Monday, November 21, 2011

Thanksgiving - Thursday

The best day of the year is almost here.  A holiday devoted to family, food, and giving thanks to God.  What could possibly be better?  I rise with the sun to morning taquitos and homemade salsa.  The adults and children come in early.  The teenage cousins straggle in late.

Games and talking and singing mingle with the smells and sounds of cooking.  Everyone is preparing their dishes.  This food has become a part of us.  A part of the love we share together.  Aunt Carol's dressing.  Aunt June and Aunt Dee's pies.  Aunt Eva's giblet gravy.  My Momma's fudge.  The list is long.

We stand around the kitchen helping with the dumplings.  There are dumpling makers.  Dumpling droppers.  Dumpling stirrers.  Some years we even have dumpling fanners.  There is talk about the right way to do things and, of course, the wrong. 


In my mind's eye I see Mammaw making them on the counter at Uncle Kenny's house.  I am young and full of questions.  She answers and keeps on working.  Old hands that know their task well.  I am fascinated.  But there are games to be played, a creek to explore, cousins to see.  How I wish I had stayed longer.  Memorized her movements.

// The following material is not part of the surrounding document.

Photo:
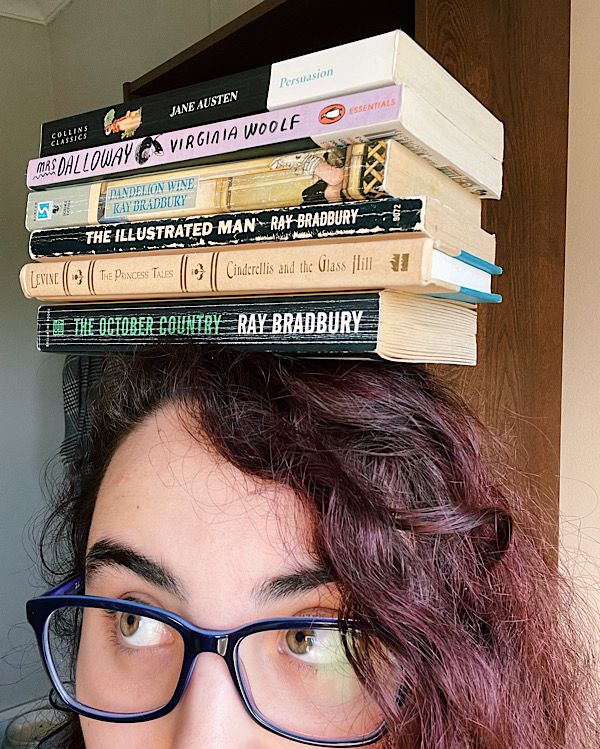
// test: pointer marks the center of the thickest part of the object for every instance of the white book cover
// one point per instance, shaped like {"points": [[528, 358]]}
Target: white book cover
{"points": [[383, 60]]}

Sighing, I close my eyes, and I can see her, years later, in her chair.  Too old, too tired to make them herself, but still directing.  Still ruling the roost.  Then, I recall her last year with pain.  Remembering her frailty, I am relieved she is now strong once more.

As we remember, we work and cook and make new memories until the feast is finally ready.  Cooks proudly lay their food out on the serving table.  Mommas call their kids inside.  Grandmas count their grandchildren.  We circle around the room - a circle so full of love and memories and faith.  Everyone is here.  Almost.

She is gone.

My heart has an empty space inside.  But I look around and see her face in so many of my siblings and cousins.  What was empty is once again full.

We join hands to pray.  It is beautiful.  We begin to sing:

Praise God from whom all blessings flow.

My cup overflows.  I hold my baby girls' hands and try to keep my tears from falling.  The blessings in my life are surrounding me.  They are these people.  These memories.  This love.  This faith.  I can barely sing.

Praise Him all creatures here below.

All of us think on who is not there.  Our Mother, our Mammaw who is now in heaven.  This great woman who began our Thanksgiving  tradition.  Our Father, our Pappaw.  This great man I never knew who shaped the lives of those older than me.  In my mind he is a legend who loved wide and deep.  I cannot wait to meet him.


Praise Him above ye heavenly hosts.

The two now sing these same praises at the feet of Jesus.  Their voices ring out, joining the great cloud of witnesses that went on before them.  There, they wait for us.  Can their faith save us?  No.  They chose Jesus and wrote Him on their lives.  While here they prayed for us to embrace this faith in their Christ.  In Heaven they hope and pray for the day when they can look around the feast and see that none of theirs are missing.  I join them in this fervent prayer. 

Praise Father, Son, and Holy Ghost.

I think about the day when I will join them.  To see Mammaw healthy and happy.  To introduce myself to Pappaw and hug him for the first time.  To embrace all Hattons there before me.  To wait with them for the rest to come.  Truly Heaven must be an eternal Thanksgiving.  I look ahead with longing.  We all sing:

Amen.

There will be more.  More years and memories.  More babies.  More joy.  More Amens.  And when we get to Heaven the praise will be sweeter.  The feasting fuller.  And the love deeper.  Until then, dig in and happy Thanksgiving.